I use scikit_learn.GridSearchCV to grid search Hyperparameters for my Keras neural network (for a regression problem). The output of my neural network is a real value:
#generate a model (createModel is a function which returns a keras.Sequential model)
model = keras.wrappers.scikit_learn.KerasRegressor(build_fn=createModel)
#run the GridSearch
paramGrid = dict( epochs=[100, 250, 500], batch_size=[16, 32, 64] )
grid = sklearn.model_selection.GridSearchCV(estimator=model, param_grid=paramGrid, n_jobs=1, cv=5)
#obtain and print the result (X, y are some data)
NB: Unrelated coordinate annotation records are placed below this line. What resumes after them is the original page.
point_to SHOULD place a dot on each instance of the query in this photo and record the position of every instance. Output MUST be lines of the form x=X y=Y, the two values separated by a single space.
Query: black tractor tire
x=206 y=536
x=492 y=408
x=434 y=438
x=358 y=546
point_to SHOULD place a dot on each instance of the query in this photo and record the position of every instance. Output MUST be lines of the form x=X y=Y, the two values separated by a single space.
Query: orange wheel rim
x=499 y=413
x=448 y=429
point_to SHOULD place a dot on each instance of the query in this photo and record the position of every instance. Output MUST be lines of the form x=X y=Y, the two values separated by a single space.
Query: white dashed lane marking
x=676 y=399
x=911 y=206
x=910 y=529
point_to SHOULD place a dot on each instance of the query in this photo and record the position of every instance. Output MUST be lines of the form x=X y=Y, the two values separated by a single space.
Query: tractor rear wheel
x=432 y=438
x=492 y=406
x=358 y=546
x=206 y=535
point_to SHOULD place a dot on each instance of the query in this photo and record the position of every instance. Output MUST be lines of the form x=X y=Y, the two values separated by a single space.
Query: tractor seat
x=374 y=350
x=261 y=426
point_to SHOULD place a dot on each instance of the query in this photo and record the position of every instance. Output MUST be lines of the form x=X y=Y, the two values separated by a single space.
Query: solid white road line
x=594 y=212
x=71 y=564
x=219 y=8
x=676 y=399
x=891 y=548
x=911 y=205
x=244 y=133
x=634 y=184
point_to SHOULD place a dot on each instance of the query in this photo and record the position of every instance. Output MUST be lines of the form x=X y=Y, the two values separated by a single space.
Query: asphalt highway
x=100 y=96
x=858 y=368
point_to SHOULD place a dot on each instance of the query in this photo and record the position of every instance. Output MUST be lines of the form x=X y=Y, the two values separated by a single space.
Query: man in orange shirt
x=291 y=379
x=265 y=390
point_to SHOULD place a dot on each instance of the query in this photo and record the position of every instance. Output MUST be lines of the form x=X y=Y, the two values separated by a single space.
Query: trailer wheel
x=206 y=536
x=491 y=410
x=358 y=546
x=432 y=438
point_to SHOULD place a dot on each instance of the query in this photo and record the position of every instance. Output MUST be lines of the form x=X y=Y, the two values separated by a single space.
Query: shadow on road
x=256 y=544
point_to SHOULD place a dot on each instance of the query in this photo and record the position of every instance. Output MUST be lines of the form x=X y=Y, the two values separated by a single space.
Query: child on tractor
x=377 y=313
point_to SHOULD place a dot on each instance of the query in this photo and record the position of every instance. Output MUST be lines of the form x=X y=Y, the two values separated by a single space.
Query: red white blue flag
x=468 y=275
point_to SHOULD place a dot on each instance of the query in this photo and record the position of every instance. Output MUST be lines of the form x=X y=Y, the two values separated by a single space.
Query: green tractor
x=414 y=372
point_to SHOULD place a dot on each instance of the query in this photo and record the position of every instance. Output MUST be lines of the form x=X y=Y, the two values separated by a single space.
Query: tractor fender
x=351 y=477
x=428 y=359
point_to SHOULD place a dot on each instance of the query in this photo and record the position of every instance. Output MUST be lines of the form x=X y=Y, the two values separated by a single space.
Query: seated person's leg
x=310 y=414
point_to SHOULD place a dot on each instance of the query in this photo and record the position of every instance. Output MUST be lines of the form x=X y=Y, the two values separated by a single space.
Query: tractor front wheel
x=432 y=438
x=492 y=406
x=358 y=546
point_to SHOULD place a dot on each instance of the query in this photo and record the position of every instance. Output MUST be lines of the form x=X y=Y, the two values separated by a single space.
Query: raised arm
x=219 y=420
grid_result = grid.fit(X, y)
print("Best: %f using %s" % (grid_result.best_score_, grid_result.best_params_))
I don't understand what exactly is the best_score_ member in the grid search result. Is it a gap between the theoritical values and the predicted values? This best_score_ is always negative (and quite big) on my examples, it doesn't make any sense to me.
When you don't pass a specific scoring
metric, GridSearchCV will use the default score
method of estimator
.
In your example, you did not pass a metric to your grid search instance, so it will use the default score metric of KerasRegressor
, which is the mean loss of predictions (according to the source code on GitHub). Hence, since you set cv=5
, grid_result.best_score_
is the average of the mean loss on all 5 folds.
I suggest you set your own performance metric by passing a value for scoring
. For example:
grid = sklearn.model_selection.GridSearchCV(estimator=model, param_grid=paramGrid,
scoring='roc_auc', n_jobs=1, cv=5)
You can find a list of all the supported metrics here. You can also define your own.